Saturday, October 31, 2009

The Mechanics of Terroir, AoE 82

I have a piece in the upcoming Art of Eating about the science behind terroir. I skipped past the vague hand-waviness of winemakers and marketing and went straight to the scientific papers that have been written on the subject to try and answer the question: How exactly does terroir feature X translate into wine feature Y?

I spent a lot of time at the UC Berkeley library reading through articles from the Journal of Agricultural and Food Chemistry, the American Journal of Enology and Viticulture, and many others. And then I translated the scientific results into English. You can think of it as a literature review aimed at consumers.

Call now, and order a copy. Or, better yet, subscribe to the magazine. As I've often said, it is the best English-language food magazine, and it may be the best one, period.

Thursday, October 22, 2009

Mise En Place 1.1

I'll revert back to food posts again soon, I promise.

I'm pleased to announce that Mise En Place 1.1 is out on the App Store. If you've already bought a copy of Mise En Place 1.0, the update should appear in your App Store application. If you haven't bought a copy, now would be a good time, since 1.1 adds some nice features and fixes a few 1.0 bugs.
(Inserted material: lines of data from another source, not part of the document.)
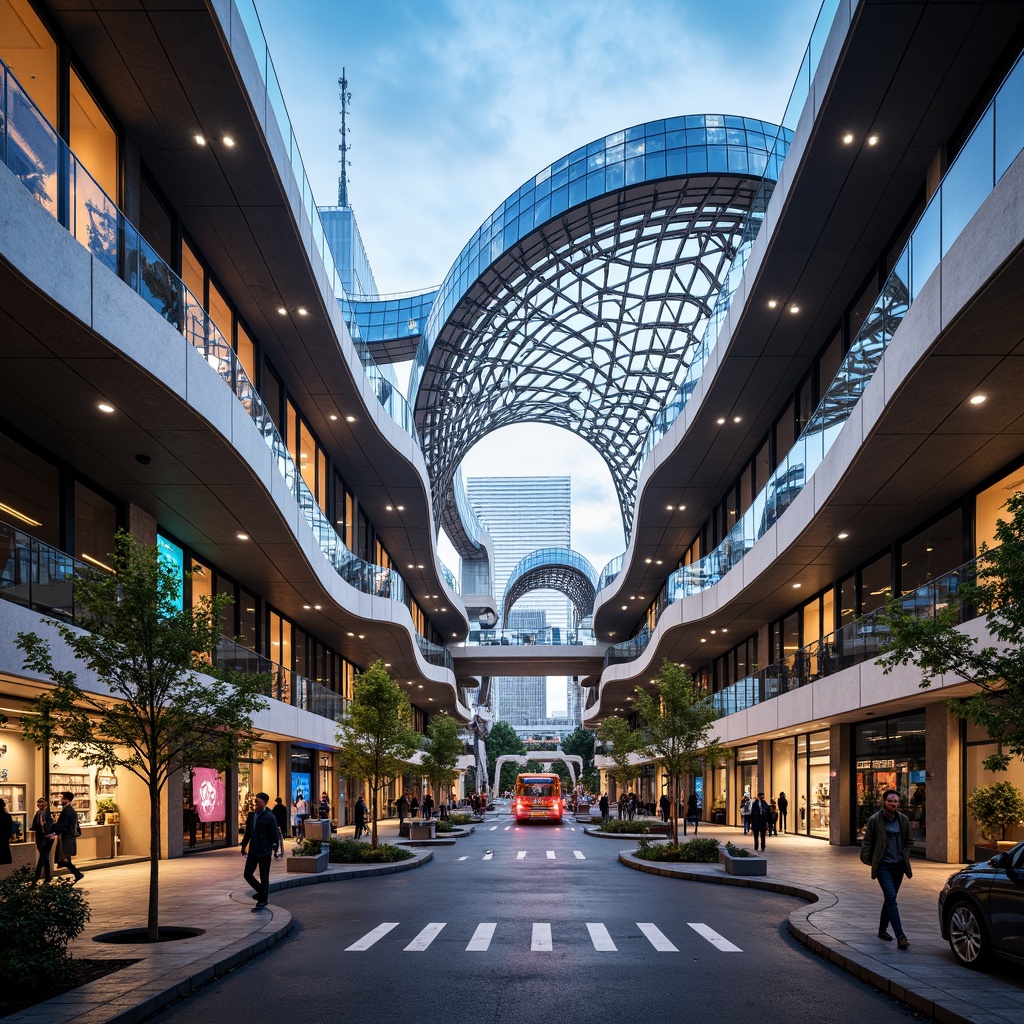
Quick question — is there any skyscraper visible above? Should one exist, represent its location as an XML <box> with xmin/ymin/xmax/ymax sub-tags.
<box><xmin>466</xmin><ymin>476</ymin><xmax>571</xmax><ymax>729</ymax></box>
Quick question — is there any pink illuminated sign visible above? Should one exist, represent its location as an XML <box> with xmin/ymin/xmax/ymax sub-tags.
<box><xmin>193</xmin><ymin>768</ymin><xmax>227</xmax><ymax>821</ymax></box>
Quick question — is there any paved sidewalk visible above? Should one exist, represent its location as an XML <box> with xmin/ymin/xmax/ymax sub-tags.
<box><xmin>5</xmin><ymin>815</ymin><xmax>1024</xmax><ymax>1024</ymax></box>
<box><xmin>614</xmin><ymin>823</ymin><xmax>1024</xmax><ymax>1024</ymax></box>
<box><xmin>4</xmin><ymin>822</ymin><xmax>433</xmax><ymax>1024</ymax></box>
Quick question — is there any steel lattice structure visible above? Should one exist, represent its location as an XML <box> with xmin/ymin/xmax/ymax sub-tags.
<box><xmin>416</xmin><ymin>174</ymin><xmax>763</xmax><ymax>554</ymax></box>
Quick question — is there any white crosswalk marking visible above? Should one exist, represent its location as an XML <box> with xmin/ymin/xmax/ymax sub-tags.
<box><xmin>637</xmin><ymin>923</ymin><xmax>679</xmax><ymax>953</ymax></box>
<box><xmin>406</xmin><ymin>922</ymin><xmax>444</xmax><ymax>953</ymax></box>
<box><xmin>686</xmin><ymin>921</ymin><xmax>743</xmax><ymax>953</ymax></box>
<box><xmin>466</xmin><ymin>924</ymin><xmax>498</xmax><ymax>952</ymax></box>
<box><xmin>345</xmin><ymin>921</ymin><xmax>398</xmax><ymax>953</ymax></box>
<box><xmin>587</xmin><ymin>924</ymin><xmax>617</xmax><ymax>953</ymax></box>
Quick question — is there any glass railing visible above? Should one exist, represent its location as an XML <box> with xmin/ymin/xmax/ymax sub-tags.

Mise En Place 1.1 adds the ability to "favorite" a dish. Take an existing dish, tap on the star icon, and it will become a favorite. Then, when you want to make it again, tap Copy from Favorite when you create a dish, choose the favorite, pick a date and time, and all the prep tasks and shopping list items you attached to the favorite will be entered for you. You can freely edit a favorite at any time, changing or adding prep tasks and shopping list items, and the changes will be applied the next time you use it as a template. I have granola as a favorite, and the favorite includes every ingredient in the recipe. When I schedule granola for the week, I copy from the template and then delete the ingredients I already have on hand.
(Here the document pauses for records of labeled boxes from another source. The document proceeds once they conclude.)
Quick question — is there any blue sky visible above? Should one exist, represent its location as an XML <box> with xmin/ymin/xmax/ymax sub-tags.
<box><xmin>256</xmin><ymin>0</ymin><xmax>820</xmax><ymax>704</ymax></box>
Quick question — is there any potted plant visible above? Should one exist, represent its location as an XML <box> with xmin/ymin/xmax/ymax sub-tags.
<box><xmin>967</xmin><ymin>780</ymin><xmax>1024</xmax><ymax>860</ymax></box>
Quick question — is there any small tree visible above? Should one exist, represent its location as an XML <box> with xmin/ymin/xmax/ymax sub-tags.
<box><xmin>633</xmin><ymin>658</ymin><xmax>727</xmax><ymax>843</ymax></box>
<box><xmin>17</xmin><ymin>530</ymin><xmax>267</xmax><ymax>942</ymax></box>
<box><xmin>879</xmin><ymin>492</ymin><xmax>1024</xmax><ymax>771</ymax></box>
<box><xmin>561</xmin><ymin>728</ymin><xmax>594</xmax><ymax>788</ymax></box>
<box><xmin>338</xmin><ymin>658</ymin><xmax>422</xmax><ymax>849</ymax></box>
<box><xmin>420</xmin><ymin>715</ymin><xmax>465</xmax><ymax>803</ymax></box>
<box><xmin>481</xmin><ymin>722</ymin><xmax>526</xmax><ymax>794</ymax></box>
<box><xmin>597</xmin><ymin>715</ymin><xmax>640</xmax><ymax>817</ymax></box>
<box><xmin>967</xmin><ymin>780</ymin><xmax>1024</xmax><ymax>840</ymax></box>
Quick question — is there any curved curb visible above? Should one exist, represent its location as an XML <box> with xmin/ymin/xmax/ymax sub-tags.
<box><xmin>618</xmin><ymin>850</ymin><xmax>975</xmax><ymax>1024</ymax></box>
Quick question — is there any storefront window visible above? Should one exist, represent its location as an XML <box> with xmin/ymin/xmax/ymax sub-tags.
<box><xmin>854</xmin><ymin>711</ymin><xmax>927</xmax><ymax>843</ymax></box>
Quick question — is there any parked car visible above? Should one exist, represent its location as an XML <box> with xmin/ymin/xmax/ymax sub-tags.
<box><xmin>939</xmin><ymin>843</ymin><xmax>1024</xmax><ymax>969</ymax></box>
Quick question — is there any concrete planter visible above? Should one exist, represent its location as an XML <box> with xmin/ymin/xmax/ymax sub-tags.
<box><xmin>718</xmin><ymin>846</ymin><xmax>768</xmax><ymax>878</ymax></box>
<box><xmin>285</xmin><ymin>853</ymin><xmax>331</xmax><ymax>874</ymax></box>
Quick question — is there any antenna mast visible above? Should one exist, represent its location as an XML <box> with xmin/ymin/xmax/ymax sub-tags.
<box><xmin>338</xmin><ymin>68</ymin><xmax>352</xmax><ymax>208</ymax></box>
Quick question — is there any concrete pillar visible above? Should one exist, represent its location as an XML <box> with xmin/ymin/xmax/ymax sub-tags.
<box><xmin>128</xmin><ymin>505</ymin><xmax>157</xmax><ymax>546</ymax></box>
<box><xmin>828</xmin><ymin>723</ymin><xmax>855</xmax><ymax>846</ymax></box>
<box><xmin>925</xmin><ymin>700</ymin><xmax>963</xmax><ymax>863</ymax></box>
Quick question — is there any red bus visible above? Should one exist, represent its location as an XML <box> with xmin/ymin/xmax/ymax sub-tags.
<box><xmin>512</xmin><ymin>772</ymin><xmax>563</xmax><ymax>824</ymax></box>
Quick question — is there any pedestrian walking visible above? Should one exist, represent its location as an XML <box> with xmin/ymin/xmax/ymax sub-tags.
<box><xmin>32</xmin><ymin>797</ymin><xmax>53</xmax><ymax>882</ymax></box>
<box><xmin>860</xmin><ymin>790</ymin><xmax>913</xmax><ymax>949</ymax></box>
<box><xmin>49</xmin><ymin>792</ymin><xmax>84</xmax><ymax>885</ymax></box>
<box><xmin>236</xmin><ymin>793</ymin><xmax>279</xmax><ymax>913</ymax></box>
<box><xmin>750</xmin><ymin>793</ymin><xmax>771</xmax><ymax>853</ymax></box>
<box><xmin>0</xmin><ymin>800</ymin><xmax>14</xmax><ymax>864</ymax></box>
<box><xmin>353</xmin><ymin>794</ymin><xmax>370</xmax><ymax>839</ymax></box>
The other major new feature is a better system for scheduling tasks. First, you can define tasks in relative terms instead of absolute terms. If you want to grate cheese 20 minutes before serving pasta, you can define the task that way rather than saying 7:10 pm. Second, you can schedule a task relative to the dish or to another task — "20 minutes before cooking the roast, preheat the oven," for instance. Reschedule the "parent" task, and all the children will reschedule as well.

I fixed one of the more annoying bugs in Mise En Place 1.0, the inability to use diacritical characters. You can now make soufflés, sauté onions, and buy crème fraîche.

If you're using the app, I'd love to hear your thoughts about it. If you like it, it would mean a lot if you wrote a review.

I'd love to say that major updates will always come out every two weeks, as this one seems to have, but this was a bit of fluke. Mise En Place 1.0 sat on the App Store, unavailable, for three months while I dealt with some bureaucracy at work about releasing it. However, I've already started on 1.2, and I'd love to hear your thoughts about what it should do.

If you're a Mise En Place Lite user, your update should show up in about 9 days. I've submitted the build to the App Store, but they're a bit sluggish with approvals at the moment.

Wednesday, October 07, 2009

Mise En Place Lite

Mise En Place is now back to its normal price of $2.99.

However, some of you have asked about a "Lite" version, and I'm happy to announce that I've released Mise En Place Lite. This version will only allow you to enter three dishes. That way, you can give it a whirl and, if you think it will work for you, you can buy the full version. As further incentive to download the full version, Lite versions will always trail their full kindred by at least a week.